COGNISTAT ASSESSMENT contains an automatic Time and Date stamps.  For  the Paper and Pencil testing minimum documentation should be: Date(s) & Total Time Elapsed, Maximum: Date(s) Start and Stop Times; Testing Time Backup ‐ Scheduling System (e.g., schedule book; agenda, etc.), Testing Sheet with Lists of Tests with Start/Stop Times, Keep Time Information as long as records are kept. *Medical Necessity can vary by Payer.

Disclaimer

The information provided in this document was obtained from third‐party sources and is subject to change without notice as a result of changes in reimbursement laws, regulations, rules, and policies.  All content on this document is informational only, general in nature, and does not cover all situations or all payers’ rules and policies. This content is not intended to instruct medical providers on how to use or bill for healthcare procedures, including new technologies outside of Medicare national guidelines.

Clinicians and healthcare providers should consult with their billing office to determine the code or the mixture of codes that will work best for screening and providing mental health services.

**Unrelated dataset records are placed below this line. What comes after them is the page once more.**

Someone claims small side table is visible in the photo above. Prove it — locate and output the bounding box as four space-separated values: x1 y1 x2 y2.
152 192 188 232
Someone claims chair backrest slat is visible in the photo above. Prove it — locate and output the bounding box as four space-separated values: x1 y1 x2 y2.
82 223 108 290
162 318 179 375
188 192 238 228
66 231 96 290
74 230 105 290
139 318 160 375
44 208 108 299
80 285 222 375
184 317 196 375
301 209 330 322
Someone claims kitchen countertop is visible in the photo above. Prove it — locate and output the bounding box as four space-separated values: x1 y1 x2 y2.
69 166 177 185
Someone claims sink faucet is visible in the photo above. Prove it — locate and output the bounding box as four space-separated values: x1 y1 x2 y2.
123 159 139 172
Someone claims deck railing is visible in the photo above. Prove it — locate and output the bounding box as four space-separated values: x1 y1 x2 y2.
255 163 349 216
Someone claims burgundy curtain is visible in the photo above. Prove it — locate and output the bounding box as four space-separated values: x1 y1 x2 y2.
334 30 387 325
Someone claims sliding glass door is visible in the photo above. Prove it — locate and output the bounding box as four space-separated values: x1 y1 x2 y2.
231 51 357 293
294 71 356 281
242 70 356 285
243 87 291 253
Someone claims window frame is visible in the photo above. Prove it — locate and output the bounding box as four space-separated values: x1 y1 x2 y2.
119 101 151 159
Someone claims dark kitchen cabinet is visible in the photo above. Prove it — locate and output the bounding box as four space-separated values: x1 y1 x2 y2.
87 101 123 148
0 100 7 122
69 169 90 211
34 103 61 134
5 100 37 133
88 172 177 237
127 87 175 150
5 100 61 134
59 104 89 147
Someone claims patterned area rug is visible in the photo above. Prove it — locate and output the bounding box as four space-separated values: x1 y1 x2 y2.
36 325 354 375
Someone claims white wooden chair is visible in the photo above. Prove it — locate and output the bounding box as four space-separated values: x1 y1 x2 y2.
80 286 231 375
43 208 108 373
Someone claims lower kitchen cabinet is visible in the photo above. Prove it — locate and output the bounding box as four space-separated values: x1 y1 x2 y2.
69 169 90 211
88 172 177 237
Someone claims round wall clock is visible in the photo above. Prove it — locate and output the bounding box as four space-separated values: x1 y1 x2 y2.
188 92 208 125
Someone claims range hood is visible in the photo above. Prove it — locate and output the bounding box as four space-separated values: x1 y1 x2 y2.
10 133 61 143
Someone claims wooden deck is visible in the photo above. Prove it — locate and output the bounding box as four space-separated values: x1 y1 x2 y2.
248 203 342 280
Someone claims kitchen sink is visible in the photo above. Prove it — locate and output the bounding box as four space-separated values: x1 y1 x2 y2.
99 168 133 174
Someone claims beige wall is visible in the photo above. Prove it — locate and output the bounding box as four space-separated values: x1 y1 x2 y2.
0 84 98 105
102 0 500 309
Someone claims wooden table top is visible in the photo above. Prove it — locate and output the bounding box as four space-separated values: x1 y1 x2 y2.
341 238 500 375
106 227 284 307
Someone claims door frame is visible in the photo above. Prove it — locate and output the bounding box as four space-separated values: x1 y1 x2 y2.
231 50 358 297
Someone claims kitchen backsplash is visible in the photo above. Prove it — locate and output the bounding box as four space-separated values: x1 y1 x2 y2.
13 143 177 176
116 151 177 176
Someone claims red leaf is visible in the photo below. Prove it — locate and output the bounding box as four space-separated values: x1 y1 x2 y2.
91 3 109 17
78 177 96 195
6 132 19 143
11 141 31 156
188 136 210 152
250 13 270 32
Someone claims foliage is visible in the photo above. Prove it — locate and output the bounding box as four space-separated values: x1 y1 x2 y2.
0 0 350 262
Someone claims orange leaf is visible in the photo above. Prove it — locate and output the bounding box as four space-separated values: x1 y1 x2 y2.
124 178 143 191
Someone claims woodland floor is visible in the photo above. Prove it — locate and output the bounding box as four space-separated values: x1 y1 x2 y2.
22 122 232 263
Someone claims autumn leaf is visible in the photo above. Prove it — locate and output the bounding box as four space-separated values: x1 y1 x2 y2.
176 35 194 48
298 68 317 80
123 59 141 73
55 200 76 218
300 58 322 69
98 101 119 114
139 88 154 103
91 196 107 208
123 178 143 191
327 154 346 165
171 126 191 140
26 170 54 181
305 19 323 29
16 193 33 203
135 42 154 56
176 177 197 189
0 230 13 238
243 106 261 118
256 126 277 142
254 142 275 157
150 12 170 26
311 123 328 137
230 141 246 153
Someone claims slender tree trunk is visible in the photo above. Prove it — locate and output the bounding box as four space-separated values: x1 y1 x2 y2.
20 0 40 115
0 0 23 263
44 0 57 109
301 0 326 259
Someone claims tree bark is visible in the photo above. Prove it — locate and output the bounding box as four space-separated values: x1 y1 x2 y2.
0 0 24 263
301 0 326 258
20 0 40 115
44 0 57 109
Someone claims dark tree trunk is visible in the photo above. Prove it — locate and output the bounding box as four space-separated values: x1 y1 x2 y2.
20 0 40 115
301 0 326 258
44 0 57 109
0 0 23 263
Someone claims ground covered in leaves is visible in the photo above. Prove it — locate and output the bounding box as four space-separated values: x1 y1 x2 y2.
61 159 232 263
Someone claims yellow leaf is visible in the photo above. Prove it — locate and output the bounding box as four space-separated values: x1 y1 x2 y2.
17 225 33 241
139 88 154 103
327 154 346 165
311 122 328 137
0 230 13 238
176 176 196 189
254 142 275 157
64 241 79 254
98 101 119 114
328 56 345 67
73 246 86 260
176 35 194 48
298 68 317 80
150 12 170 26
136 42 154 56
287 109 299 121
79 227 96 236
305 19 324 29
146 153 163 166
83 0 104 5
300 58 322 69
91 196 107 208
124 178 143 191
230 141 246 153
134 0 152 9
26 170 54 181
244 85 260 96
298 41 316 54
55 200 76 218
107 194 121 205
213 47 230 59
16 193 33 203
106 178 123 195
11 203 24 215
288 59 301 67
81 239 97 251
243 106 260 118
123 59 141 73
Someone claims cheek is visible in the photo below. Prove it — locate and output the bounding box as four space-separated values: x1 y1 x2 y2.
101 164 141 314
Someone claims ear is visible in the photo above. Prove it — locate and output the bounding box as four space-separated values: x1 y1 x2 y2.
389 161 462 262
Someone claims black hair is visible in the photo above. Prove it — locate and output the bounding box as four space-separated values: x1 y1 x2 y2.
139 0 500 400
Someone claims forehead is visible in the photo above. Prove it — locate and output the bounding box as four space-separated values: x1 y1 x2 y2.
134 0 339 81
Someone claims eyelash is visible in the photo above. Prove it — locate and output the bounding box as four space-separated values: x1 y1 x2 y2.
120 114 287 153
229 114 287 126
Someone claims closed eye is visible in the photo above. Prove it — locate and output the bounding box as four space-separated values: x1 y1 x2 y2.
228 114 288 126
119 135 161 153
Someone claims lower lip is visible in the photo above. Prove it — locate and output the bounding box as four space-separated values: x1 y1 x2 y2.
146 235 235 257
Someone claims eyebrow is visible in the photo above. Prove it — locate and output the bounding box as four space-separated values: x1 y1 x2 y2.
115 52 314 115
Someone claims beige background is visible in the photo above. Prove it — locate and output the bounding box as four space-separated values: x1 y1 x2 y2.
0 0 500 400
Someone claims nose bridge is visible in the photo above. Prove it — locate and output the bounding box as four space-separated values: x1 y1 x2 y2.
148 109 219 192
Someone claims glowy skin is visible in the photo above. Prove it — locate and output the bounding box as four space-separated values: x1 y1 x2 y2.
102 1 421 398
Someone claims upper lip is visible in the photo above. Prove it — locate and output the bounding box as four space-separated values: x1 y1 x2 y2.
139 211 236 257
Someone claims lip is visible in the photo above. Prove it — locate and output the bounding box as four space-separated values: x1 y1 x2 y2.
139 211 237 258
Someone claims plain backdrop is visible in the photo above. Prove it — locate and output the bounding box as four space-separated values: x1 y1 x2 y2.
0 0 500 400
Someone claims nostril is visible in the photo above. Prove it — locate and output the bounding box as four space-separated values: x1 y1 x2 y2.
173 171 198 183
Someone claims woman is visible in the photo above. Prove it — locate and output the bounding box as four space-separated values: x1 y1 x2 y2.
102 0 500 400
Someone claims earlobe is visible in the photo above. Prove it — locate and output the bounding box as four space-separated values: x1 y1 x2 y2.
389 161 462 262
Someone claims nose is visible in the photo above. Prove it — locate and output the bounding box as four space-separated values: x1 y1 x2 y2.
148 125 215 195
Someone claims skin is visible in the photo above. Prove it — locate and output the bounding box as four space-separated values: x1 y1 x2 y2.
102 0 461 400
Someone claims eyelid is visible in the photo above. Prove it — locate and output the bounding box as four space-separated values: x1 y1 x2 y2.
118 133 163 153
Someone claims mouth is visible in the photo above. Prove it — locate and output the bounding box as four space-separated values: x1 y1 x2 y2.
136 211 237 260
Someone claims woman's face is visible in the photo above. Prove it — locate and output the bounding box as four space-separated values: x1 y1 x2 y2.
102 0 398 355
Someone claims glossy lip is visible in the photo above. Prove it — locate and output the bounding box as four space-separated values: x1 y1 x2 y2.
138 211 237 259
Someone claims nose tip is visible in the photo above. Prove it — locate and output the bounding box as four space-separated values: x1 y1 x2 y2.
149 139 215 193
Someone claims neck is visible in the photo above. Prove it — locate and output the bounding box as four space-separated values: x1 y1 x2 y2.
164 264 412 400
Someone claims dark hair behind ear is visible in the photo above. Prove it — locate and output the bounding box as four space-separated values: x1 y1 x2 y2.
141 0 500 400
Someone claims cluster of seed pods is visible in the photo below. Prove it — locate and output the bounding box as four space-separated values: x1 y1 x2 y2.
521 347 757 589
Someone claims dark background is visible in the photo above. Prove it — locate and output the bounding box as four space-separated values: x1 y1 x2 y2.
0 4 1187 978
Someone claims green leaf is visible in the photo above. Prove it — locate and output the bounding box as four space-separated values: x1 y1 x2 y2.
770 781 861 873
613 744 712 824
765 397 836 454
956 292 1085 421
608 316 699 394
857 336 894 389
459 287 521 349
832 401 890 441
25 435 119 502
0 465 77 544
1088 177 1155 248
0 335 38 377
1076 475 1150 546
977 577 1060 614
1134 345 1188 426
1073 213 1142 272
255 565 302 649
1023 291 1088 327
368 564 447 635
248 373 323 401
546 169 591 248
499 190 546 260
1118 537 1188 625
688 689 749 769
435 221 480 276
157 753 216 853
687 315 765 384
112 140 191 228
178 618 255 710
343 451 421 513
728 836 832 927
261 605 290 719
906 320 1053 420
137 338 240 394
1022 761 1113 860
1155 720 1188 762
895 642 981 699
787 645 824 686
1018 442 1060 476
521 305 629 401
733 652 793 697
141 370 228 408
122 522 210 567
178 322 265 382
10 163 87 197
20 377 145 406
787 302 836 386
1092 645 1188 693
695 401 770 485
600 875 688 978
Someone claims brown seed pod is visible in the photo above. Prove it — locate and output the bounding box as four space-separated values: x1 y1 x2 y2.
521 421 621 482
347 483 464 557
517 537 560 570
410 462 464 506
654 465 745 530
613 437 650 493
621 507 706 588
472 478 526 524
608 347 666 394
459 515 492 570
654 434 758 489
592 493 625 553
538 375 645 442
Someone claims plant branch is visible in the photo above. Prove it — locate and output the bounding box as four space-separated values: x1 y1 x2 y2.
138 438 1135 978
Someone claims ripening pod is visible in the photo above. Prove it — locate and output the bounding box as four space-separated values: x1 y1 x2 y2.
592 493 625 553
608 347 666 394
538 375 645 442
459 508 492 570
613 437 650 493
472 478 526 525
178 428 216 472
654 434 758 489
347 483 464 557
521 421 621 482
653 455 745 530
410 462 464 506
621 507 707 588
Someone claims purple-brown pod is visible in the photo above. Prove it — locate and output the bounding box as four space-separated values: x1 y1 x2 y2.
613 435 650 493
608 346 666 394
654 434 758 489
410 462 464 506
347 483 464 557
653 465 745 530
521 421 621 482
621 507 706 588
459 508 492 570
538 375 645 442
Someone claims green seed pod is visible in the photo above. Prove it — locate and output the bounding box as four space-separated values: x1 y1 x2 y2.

You may share this information with various health plans to see if they accept the codes in this guide and to inquire about whether they provide payment for mental health screening and, if so, to clarify with which code(s) should be used.

A determination of medical necessity is a prerequisite that Cognistat assumes will have been made prior to assigning codes or requesting payments. Medical providers should consult with appropriate payers, including Medicare fiscal intermediaries and carriers, for specific information on proper coding, billing, and payment levels for healthcare procedures. This information represents no promise or guarantee by Cognistat concerning coverage, coding, billing, and payment levels. Cognistat specifically disclaims liability or responsibility for the results or consequences of any actions taken in reliance on this information.